Die Titelparty von Inter Mailand in der Serie A wurde am Freitagabend verschoben, nachdem sie eine Zwei-Tor-Führung verspielt und 2:2 gegen Torino im Stadio Olimpico Grande Torino unentschieden gespielt hatten. Das Ergebnis bedeutet, dass die Mannschaft von Simone Inzaghi in ihren verbleibenden fünf Spielen nur noch drei Punkte benötigt, um sich den Scudetto zu sichern, was von Co-Trainer Cristian Chivu in seinen Kommentaren nach dem Spiel bestätigt wurde. Der Rumäne, der den gesperrten Inzaghi vertrat, gab zu, Bedauern zu empfinden, forderte sein Team aber auf, für den Endspurt konzentriert zu bleiben.
Chivu ging direkt auf die verlorenen Punkte ein und führte einen Teil des Ergebnisses auf den unerbittlichen Druck Torinos zurück. "Es gibt Bedauern", sagte Chivu laut Berichten von La Gazzetta dello Sport. "Weil wir das Spiel in der Hand hatten, aber ihren letzten Angriff erlitten, als sie mehr Energie einbrachten. Das erste Tor hat uns erschreckt und das zweite war eine Folge davon." Er zollte dem Geist der Heimmannschaft Tribut und fügte hinzu: "Wir zollen Torino Respekt, das nie aufgab und sogar hätte in Führung gehen können".
Der Co-Trainer gab auch Einblicke in mehrere Entscheidungen zur Mannschaftsführung während des Spiels und enthüllte, dass Schlüsselspieler nicht in Topform waren. "Calhanoglu war nicht gut, Dumfries auch nicht", erklärte Chivu. "Ich habe darüber nachgedacht, Bastoni ein paar Minuten zu geben, weil er drei Trainingseinheiten mit uns absolviert hat; für Lautaro ist es länger." Er deutete an, dass nach einer langen und dominanten Saison eine gewisse mentale Müdigkeit eingetreten sein könnte, und wies auf die Schwierigkeit hin, nach einer so großen körperlichen und geistigen Anstrengung die Intensität aufrechtzuerhalten.

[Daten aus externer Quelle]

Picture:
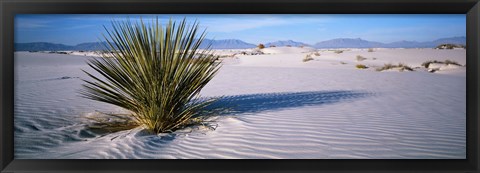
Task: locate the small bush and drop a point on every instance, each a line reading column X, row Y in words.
column 426, row 64
column 261, row 46
column 361, row 66
column 307, row 58
column 360, row 58
column 400, row 66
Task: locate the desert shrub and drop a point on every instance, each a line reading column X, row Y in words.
column 261, row 46
column 361, row 66
column 156, row 74
column 360, row 58
column 426, row 64
column 400, row 66
column 307, row 58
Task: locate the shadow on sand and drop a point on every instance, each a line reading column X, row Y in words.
column 253, row 103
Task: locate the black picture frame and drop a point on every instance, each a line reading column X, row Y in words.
column 9, row 8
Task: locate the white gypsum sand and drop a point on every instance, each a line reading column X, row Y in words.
column 282, row 107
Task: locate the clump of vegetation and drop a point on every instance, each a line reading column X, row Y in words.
column 361, row 66
column 399, row 66
column 261, row 46
column 450, row 46
column 360, row 58
column 156, row 74
column 307, row 58
column 446, row 62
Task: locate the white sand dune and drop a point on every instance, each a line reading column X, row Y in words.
column 282, row 107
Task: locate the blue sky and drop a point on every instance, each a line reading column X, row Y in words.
column 79, row 28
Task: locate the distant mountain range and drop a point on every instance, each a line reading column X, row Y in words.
column 360, row 43
column 227, row 44
column 239, row 44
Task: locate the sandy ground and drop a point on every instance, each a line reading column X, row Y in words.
column 324, row 108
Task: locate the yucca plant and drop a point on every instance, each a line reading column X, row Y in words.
column 155, row 72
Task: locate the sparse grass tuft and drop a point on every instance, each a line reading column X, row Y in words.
column 360, row 58
column 400, row 66
column 307, row 58
column 156, row 74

Trotz des Stolperns ist die Position von Inter weiterhin überwältigend stark. Der Verein hat 25 seiner 33 Ligaspiele in dieser Saison gewonnen und über 100 Tore erzielt, eine bemerkenswerte Leistung, die Chivu hervorheben wollte. "Wir haben eine wichtige Saison gespielt, 25 Mal gewonnen und über 100 Tore erzielt; es war nicht einfach, aber es ist alles ihre Verdienst", sagte er und lobte die Wettbewerbsfähigkeit und Anpassungsfähigkeit des Kaders. Sein unmittelbarer Fokus liegt jedoch darauf, die benötigten Punkte zu sichern. "Wir brauchen noch drei Punkte und müssen konzentriert bleiben", betonte Chivu und betonte die Notwendigkeit, die Spieler durch die letzte Hürde zu unterstützen.
Das Unentschieden ändert wenig an der letztendlichen Bestimmung des Meistertitels, der für Inter nun eine Frage des Wann und nicht des Ob zu sein scheint. Die Auswirkungen des Ergebnisses sind für die Kampagne der Nerazzurri minimal, aber es dient als Erinnerung an den Wettbewerbscharakter der Serie A, selbst für ein Team, das von Anfang an dominiert hat. Für Torino ist der Punktgewinn ein Beweis für ihre Widerstandsfähigkeit unter Ivan Juric und hält sie im Rennen um einen Platz in Europa. Inter wird nun seine Aufmerksamkeit auf das Spiel am nächsten Wochenende richten, wo ein Sieg sie offiziell zum 20. Mal zum italienischen Meister krönen würde.